Senator Ted Cruz (R-TX)
Senator Ted Cruz (R-TX)Reuters

Confirming earlier reports, staunchly pro-Israeli Senator Ted Cruz (R-TX) has made it official that he will be running for Republican nomination in the 2016 US presidential election, becoming the first major candidate to declare themselves running.

On Sunday night, ahead of a Monday morning commencement speech at Liberty University in Virginia in which he was expected to announce his candidacy, Cruz told supporters on Twitter "I'm running for president, and I hope to earn your support!," reports the ​Washington Post.

At 44-years-old, Cruz is a lawyer by profession having graduated from Harvard and Princeton. He served as an attorney in the administration of George W. Bush, before becoming Texas's solicitor general, and in 2013 he entered the Senate.

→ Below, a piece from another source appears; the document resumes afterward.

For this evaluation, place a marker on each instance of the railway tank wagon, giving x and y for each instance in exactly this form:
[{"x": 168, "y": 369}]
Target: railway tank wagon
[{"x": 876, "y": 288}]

He gathered national attention by leading efforts against US President Barack Obama's controversial health-care law in 2013, leading to a 16-day government shutdown. His criticism has also targeted Republican leaders for not doing enough to block Obama's actions, particularly in terms of Obama's weakening of immigration laws.

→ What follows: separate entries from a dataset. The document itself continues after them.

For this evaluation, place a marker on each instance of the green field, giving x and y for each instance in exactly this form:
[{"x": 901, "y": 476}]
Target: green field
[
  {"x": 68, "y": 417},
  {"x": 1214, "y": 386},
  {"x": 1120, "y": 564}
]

Cruz has also pushed strongly for greater support of Israel, telling Arutz Sheva at an Israel Day event in New York City last June that, "the friendship between Israel and America is and should be unbreakable," while calling "the prospect of Iran gaining nuclear weapons capability" as "the gravest threat to both" countries.

He was one of the senators who recently sent a letter to Iran warning that a bad nuclear deal with Obama would not outlast his presidency, after vocally supporting Prime Minister Binyamin Netanyahu's warnings against the deal in Congress earlier this month.

In January he co-authored a bill that would have the US Embassy finally moved from Tel Aviv to Jerusalem, the capital of Israel.

"A grass-roots army"

While Cruz was born in Canada and his father left Cuba in 1957, the fact that his mother was a US citizen would certify him as a "natural born" American able to run for president, according to legal experts.

Cruz ran a conservative grass-roots campaign upsetting David Dewhurst in the 2012 Republican Senate primary, a strategy he says he will repeat in the coming campaign.

“The only way we’re going to make this happen is by building a grass-roots army in New Hampshire and in all 50 states,” Cruz said in Lincoln, New Hampshire, during a speech last week.

Key positions in the campaign are expected to include opposition to Obamacare and other controversial policies, including same-sex marriage, as well as urging a stronger foreign policy.

Regarding his chances of winning in Republican primaries, polls have not put him on top, but the race remains tight with no expected candidates breaking out of the pack.

The decision to announce his campaign on Monday at Liberty University, which was founded by evangelist Christian Jerry Falwell, is because it is the largest Christian university in the world and has a large alumni base, according to a Cruz aid quoted by Washington Post.

Cruz spoke at the university last year, saying to a standing ovation, "these are troubled times. Religious liberty, the very first liberty in the Bill of Rights, the very first protection we have, has never been more in peril than it is right now."

In a recent speech in New Hampshire, where the first presidential primary is to be held, Cruz likewise warned "the Obama economy is a disaster, Obamacare is a train wreck and the Obama-Clinton foreign policy of leading from behind - the whole world is on fire."

The lawyer and presidential candidate is to publish his first book this June, entitled "A Time for Truth: Reigniting the Miracle of America." The book will focus on different leaders who excelled in the face of challenges, including Holocaust survivor and Nobel Peace Prize winner Elie Wiesel.